Sunday, January 31, 2016


Do you vote for the candidate whom you honestly like the best and think would be the best for the country, or for the candidate whom you honestly think has the best chance of winning in the general election?

Saturday, January 23, 2016

Late Night

Lying in bed with the headsets on, listening again to the brief news article in French that's this week's homework.  Thinking There's no insanity in my family, I've got it all...

Pity That It's Only Digital

Speaking, Sure. Understanding? Ummm.....

For the last two weeks, I've been working with a French teacher to improve my ability to understand spoken French, particularly rapidly spoken French.  I can understand, if the other person speaks at a moderate pace, but if they speed up, or use vocabulary with which I'm unfamiliar, my comprehension goes way down.

Several people have told me that they learned to speak English simply by listening to English-language songs, repetitively.  I've found that hard to believe, and impossible to replicate.  I think that they probably do learn the rhythm of their new language,  and possibly some words,  but they don't know what they're saying.

KIRK: Spock, could the humpback's answer to this call be simulated?
SPOCK: The sounds, but not the language. We would be responding in gibberish.

- Star Trek IV

For example, a friend, in an email, used the phrase notre quatre, and though I knew those words ('our four'), it was only because I'd heard a similar phrase on a CD, played while a French friend was with me,  that I learned that notre quatre is a way of referring to all of the people in the speaker's family - in this case, four.

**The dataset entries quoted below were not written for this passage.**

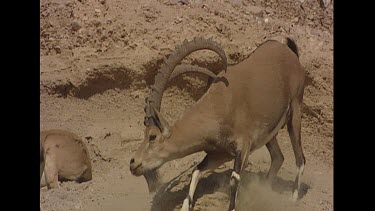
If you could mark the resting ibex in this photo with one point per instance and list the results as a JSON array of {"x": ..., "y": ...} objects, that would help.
[
  {"x": 231, "y": 120},
  {"x": 63, "y": 156}
]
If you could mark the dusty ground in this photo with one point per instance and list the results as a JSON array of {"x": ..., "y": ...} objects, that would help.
[{"x": 98, "y": 58}]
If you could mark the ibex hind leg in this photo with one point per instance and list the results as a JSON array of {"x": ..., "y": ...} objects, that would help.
[
  {"x": 210, "y": 162},
  {"x": 294, "y": 129},
  {"x": 277, "y": 159}
]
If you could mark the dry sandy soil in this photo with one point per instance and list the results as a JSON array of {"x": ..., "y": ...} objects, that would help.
[{"x": 98, "y": 58}]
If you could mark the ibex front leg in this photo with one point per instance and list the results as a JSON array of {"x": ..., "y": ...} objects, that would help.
[{"x": 209, "y": 163}]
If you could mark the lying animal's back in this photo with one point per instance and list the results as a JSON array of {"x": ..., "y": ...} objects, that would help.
[{"x": 70, "y": 152}]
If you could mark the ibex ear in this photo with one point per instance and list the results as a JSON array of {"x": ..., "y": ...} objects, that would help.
[{"x": 164, "y": 126}]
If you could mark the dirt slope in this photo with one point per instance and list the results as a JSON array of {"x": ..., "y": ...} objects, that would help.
[{"x": 98, "y": 58}]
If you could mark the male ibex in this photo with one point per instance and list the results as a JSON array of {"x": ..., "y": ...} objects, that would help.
[
  {"x": 232, "y": 120},
  {"x": 63, "y": 156}
]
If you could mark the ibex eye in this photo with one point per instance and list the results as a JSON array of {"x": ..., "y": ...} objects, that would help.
[{"x": 152, "y": 137}]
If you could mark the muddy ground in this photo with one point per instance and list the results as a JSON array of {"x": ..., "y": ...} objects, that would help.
[{"x": 99, "y": 57}]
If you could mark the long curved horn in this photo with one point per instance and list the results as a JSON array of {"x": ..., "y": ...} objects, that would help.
[
  {"x": 167, "y": 67},
  {"x": 184, "y": 68}
]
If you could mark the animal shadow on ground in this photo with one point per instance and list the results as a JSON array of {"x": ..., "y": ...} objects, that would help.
[{"x": 166, "y": 199}]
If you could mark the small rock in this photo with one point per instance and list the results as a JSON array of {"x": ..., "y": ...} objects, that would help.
[
  {"x": 76, "y": 26},
  {"x": 104, "y": 37},
  {"x": 178, "y": 20},
  {"x": 96, "y": 23},
  {"x": 236, "y": 3},
  {"x": 257, "y": 11},
  {"x": 183, "y": 2},
  {"x": 58, "y": 49}
]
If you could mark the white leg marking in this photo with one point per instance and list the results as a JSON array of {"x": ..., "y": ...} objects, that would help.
[
  {"x": 194, "y": 183},
  {"x": 236, "y": 176},
  {"x": 296, "y": 191},
  {"x": 43, "y": 180},
  {"x": 185, "y": 205},
  {"x": 300, "y": 172},
  {"x": 295, "y": 195},
  {"x": 193, "y": 186}
]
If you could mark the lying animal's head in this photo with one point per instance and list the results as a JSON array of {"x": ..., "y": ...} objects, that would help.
[{"x": 153, "y": 152}]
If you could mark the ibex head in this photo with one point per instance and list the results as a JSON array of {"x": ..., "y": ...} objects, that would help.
[{"x": 153, "y": 152}]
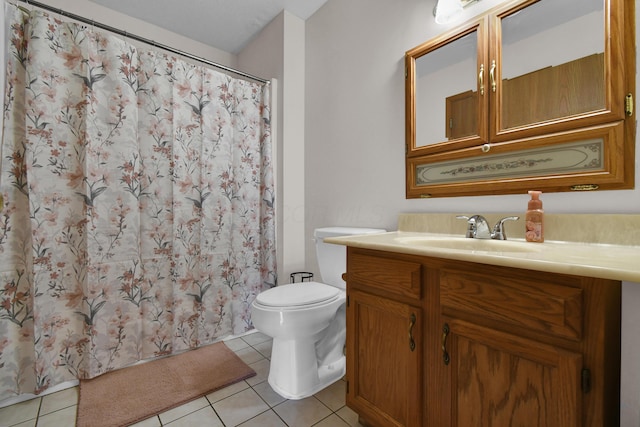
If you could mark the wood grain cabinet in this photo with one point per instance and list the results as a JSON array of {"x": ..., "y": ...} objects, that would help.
[
  {"x": 494, "y": 346},
  {"x": 384, "y": 340}
]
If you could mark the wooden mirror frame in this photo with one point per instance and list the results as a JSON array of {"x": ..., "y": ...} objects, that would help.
[{"x": 615, "y": 136}]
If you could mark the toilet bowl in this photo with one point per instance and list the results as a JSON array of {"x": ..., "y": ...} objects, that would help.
[{"x": 307, "y": 323}]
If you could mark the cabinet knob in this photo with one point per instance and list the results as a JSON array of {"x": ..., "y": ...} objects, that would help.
[
  {"x": 445, "y": 334},
  {"x": 412, "y": 322}
]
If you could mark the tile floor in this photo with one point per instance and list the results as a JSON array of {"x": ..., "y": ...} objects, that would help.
[{"x": 250, "y": 403}]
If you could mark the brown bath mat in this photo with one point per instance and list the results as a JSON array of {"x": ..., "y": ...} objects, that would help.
[{"x": 129, "y": 395}]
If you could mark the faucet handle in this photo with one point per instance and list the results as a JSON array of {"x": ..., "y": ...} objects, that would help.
[{"x": 498, "y": 229}]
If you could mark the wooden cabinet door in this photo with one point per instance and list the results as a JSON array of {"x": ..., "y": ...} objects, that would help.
[
  {"x": 384, "y": 356},
  {"x": 499, "y": 379}
]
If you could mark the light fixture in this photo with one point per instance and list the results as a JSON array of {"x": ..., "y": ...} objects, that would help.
[{"x": 447, "y": 11}]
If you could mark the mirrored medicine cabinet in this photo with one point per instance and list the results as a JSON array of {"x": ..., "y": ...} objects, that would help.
[{"x": 534, "y": 94}]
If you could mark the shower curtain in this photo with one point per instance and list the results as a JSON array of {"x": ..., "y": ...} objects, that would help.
[{"x": 138, "y": 212}]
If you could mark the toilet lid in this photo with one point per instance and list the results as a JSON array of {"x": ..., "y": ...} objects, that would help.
[{"x": 297, "y": 294}]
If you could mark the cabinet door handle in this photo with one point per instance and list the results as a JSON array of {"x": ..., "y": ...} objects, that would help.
[
  {"x": 412, "y": 322},
  {"x": 492, "y": 75},
  {"x": 445, "y": 333}
]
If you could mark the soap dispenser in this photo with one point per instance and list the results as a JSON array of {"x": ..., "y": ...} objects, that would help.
[{"x": 534, "y": 218}]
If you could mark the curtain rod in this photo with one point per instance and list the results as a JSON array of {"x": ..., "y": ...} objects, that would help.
[{"x": 142, "y": 39}]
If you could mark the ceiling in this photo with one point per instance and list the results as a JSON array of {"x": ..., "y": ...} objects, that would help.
[{"x": 228, "y": 25}]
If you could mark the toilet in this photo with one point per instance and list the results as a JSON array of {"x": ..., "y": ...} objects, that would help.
[{"x": 307, "y": 322}]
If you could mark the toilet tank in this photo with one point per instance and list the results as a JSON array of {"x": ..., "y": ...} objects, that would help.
[{"x": 332, "y": 259}]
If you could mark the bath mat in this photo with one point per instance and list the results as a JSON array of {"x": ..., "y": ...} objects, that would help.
[{"x": 126, "y": 396}]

Or, if you happen to listen to a song that's in French, and hear the word trois,  you'd reasonably assume that it is spelled as twah, or perhaps trwah, but you wouldn't have a clue that it means three.  You have no reference!

As part of this language work, I've been listening to very short -- perhaps forty seconds to a minute -- Youtube news articles, selected by my instructor, who listens to them and writes a very detailed script of what's been said.  For example, if the speaker hesitates while saying We need to address this problem, saying in fact We need, uh, to speak ab -- to address this problem, that's what my instructor writes.  As a result, I have a fighting shot of understanding when a given sound is just a hesitation or mispronunciation, and when it's actually part of a word. 

(Which reminds me of the joke about the actress who was going to try out for a role on Broadway where she'd be required to speak with a Swedish accent.  Not being happy with her ability to emulate that accent, she hit upon the idea of routinely going to a local cafe where the cook was Swedish.  She'd linger over coffee, just listening to him speak. When the time came for the audition, she performed flawlessly.  At the end, the director said That was really great, you really nailed that accent.  But, tell me -- why'd you do it with a lisp?)

Sometimes my ability to understand French is like that. I kind of get it -- and then I don't.

But I'm working on it. 

Monday, January 18, 2016

Cooking Follies

As a rule of thumb, having your mixer's rubber gasket fall into the chopped chocolate and get blended in is a somewhat discouraging event.